The golden rule when for all pre-med students is simple and universal: have great recommendation letters, a high GPA and stellar MCAT scores. However, what some students neglect to place an emphasis on is shadowing experiences. Not only is it important for gaining a rec letter from a physician, but it can play a major role in determining what type of health care speciality that is the right fit for you. For instance, when I was in college, I was selected in a hospital program to shadow a pediatric rheumatologist . Although pediatrics has always been my interest, I did not like how this particular field was very…abstract, for lack of a better word. This experience helped me figure out that I wanted a specialty with more of a “hands on” approach; I wanted to see a patient, diagnose him/her, and be able to do something to help relieve some of their suffering and pain. After shadowing a podiatrist, that’s where I discovered my calling. I could combine all my favorite parts of medicine and enjoy what I am doing at the same time.
Another reason why shadowing physicians from various fields is important prior to applying to medical school is really to avoid making a wrong choice. One of my former classmates in the beginning of our first semester disliked podiatric medicine from the very beginning. After matriculating in the program for a month, she dropped out. Her reason? She’s always been more interested in teeth and wants to be a dentist. That’s a fine choice and another excellent health profession, but why would she have wasted time and tens of thousands of dollars to only drop out after a month?
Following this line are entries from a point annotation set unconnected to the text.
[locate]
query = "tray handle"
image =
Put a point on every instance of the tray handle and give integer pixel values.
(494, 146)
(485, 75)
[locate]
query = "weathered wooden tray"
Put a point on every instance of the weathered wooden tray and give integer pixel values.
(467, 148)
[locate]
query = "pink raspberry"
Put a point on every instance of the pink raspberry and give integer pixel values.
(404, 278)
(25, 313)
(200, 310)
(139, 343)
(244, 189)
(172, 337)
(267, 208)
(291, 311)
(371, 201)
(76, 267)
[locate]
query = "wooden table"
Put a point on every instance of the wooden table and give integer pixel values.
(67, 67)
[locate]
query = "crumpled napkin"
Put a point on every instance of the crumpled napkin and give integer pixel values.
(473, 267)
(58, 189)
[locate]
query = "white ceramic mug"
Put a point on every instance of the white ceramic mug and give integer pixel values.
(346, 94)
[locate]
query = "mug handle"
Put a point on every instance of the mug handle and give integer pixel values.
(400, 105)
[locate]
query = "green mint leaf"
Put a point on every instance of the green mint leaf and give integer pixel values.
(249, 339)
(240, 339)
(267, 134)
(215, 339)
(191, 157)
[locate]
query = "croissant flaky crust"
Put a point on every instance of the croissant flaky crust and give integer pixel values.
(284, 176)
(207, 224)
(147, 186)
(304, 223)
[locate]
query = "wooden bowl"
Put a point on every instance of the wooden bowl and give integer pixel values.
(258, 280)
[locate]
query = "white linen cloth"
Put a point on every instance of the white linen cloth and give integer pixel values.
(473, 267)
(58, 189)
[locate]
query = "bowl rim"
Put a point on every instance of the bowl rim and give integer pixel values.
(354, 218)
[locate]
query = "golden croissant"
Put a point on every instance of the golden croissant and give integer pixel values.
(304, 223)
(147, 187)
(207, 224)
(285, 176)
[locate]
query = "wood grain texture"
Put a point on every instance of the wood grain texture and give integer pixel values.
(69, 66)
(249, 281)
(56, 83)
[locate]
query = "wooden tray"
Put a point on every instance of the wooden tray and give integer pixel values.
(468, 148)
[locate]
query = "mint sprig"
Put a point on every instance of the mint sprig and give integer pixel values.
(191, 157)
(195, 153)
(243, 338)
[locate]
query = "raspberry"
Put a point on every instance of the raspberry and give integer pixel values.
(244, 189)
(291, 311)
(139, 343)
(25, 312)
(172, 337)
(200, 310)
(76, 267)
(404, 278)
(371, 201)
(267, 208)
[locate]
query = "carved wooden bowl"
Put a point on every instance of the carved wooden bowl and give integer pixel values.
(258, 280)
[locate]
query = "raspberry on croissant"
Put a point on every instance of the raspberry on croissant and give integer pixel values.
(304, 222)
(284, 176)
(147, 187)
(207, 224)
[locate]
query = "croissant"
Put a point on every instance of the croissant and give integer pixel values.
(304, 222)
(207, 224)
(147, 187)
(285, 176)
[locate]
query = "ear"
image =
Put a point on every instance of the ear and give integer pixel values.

Medical school is expensive, and the word “refund” never made it into their dictionary. Perhaps if she had shadowed both a dentist and a podiatrist she would have been able to realize her passion earlier and had saved herself loads of stress and anxiety.
So you’ve shadowed, found what you’ve been looking for, collected the rec letter, and gained admission to your dream program. You don’t need to shadow anymore since you’re in, right? Of course not! Following a physician around and experiencing first hand what they do is not only important prior to matriculation, it’s a great opportunity to help apply what you have learned in classes and to reinforce the concepts. Seeing it in print and googling pictures of a technique is not as effective as actually hearing that abnormal murmur or watching a physician perform a positive Lachman’s test. Following upperclassmen in the clinic is just as good, perhaps even better for students a bit intimidated by their clinical professors or afraid to be asked difficult questions by the physicians about the exams performed. You’ll get a taste of what to expect in your clinical courses, and most of the time you’ll be granted the chance to perform some of the basic tests or to offer a differential diagnosis.
If you have the chance to gain some clinical experience, don’t turn it down. Even if it’s a specialty that doesn’t really interest you, it won’t to try it, you can only stand to gain. It’s better gain a general idea early on of what type of career you’d like to pursue, and the best way is to gain as much information as you can about various fields. Medicine is such a wonderfully diverse land of opportunity, but narrowing your choices down before actually experiencing other specialities can lead you to regret your hasty choice.